Harper continued to suggest all evening that corporate tax cuts increase jobs in Canada...Yet history and a recent report suggest other wise. A report by the Globe & Mail (link) shows that corporations that receive the most benefit from these tax cuts are simply keeping the increased income they saved within the company as cash reserves.

To put that another way: Companies are sitting on the money they save, NOT investing it into job creation.

Furthermore, in the past couple of weeks news stories have talked about companies that are taking in massive profits while cutting jobs or moving jobs out of Canada. An example of that can be found here in my city of Saskatoon, where Shaw Media closed down a call centre and put 60 people out of work. (link)

Shaw also announced that 500 jobs would be eliminated across Western Canada, in addition to the call centre that was closed down. Shaw currently operates 18 call centres, but they plan to lower than number to 7, putting hundreds out of work.

To put this in perspective, according to Shaw's own report (link) their first quarter results for 2010 were $1.08 billion dollars, 19% higher than the profit they made in the same quarter the year before.

Yet, despite increasing their profits (which the corporate tax rate very much likely helped with), Shaw has turned to laying off employees in favour of their bottom line.

That's strike one against the idea that corporate tax cuts generate jobs for the multi-million dollar companies that receive them.

Effectively, corporate tax cuts do not generate jobs for Canadians. If the recession taught us anything, it's that those who received the most did the least to improve the lives of Canadians.
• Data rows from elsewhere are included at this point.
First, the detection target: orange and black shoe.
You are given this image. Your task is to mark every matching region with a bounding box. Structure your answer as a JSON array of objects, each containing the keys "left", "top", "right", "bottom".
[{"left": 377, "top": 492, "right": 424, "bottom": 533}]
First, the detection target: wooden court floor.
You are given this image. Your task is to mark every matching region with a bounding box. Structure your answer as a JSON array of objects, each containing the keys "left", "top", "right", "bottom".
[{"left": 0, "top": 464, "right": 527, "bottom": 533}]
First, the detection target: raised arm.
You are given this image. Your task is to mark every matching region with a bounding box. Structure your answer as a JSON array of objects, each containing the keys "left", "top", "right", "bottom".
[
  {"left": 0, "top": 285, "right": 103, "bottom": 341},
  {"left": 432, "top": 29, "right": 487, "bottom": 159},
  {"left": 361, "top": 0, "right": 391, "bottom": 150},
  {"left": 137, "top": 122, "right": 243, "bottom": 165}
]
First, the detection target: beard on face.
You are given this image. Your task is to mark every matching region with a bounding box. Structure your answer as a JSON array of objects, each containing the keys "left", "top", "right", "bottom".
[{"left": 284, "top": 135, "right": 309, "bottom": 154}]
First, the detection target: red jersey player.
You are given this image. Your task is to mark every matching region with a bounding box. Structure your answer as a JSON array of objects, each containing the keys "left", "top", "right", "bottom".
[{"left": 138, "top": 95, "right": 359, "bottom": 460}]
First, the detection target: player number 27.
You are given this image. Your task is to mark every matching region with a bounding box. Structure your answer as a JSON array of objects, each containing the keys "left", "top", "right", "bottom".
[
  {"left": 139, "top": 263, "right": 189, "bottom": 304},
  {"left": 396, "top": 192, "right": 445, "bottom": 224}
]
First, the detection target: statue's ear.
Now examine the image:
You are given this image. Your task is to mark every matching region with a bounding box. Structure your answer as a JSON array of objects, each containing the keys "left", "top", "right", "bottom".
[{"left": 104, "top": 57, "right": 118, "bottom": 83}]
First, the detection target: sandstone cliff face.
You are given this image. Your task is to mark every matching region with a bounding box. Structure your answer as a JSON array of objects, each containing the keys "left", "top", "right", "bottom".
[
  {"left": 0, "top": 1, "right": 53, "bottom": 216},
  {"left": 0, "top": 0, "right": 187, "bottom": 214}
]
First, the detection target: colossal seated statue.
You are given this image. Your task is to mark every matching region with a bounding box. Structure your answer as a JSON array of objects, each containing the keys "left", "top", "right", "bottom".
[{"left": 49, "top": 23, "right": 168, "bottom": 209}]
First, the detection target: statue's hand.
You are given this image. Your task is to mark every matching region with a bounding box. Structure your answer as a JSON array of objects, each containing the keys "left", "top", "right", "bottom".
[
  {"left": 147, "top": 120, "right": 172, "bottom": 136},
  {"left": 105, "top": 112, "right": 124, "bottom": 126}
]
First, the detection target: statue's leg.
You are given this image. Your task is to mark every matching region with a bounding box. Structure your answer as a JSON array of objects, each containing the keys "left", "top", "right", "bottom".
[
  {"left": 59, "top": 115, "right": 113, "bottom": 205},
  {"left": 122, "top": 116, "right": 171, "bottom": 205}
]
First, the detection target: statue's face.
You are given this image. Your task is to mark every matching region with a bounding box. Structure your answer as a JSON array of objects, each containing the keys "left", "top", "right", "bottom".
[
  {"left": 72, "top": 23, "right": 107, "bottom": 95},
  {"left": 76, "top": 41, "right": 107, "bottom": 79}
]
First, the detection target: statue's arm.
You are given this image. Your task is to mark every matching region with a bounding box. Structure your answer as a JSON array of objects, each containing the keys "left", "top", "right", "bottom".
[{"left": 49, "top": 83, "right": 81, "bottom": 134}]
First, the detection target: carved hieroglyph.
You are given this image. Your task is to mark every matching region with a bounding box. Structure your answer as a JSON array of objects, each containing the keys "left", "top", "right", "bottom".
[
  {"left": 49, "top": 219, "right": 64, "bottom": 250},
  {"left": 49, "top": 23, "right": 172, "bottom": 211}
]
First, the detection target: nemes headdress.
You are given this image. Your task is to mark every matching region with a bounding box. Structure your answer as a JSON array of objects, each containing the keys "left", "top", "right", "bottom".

Harper has touted how his government has replaced the jobs lost during the recession; what he doesn't tout is how many of the jobs lost were full time career positions that required specialized training and provided employees with benefits (health coverage, prescription coverage, pension plan, etc.). And that the jobs that took their place were part-time positions in the service industry that offer no benefits to their employees and do not match the level of pay of their former positions.

Furthermore, Statistics Canada has often come out with numbers that challenge the Harper record on job creation. Canadians need to acknowledge this: corporate tax cuts for large businesses do not generate jobs.

That's why, in my opinion, the NDP is dead on with their proposal to extend tax cuts to SMALL businesses, the corporations that actually generate GOOD jobs for average Canadians.

Effectively, Canadians need to wake up to the Stephen Harper message:

Conservatives will not do anything for Canadians, until the books are balanced; but the books won't balance when giant corporations receive tax breaks they don't need for jobs they don't create.

We need a government that is here for the Canadian people; not a government that is here for large, and often non-Canadian, corporations.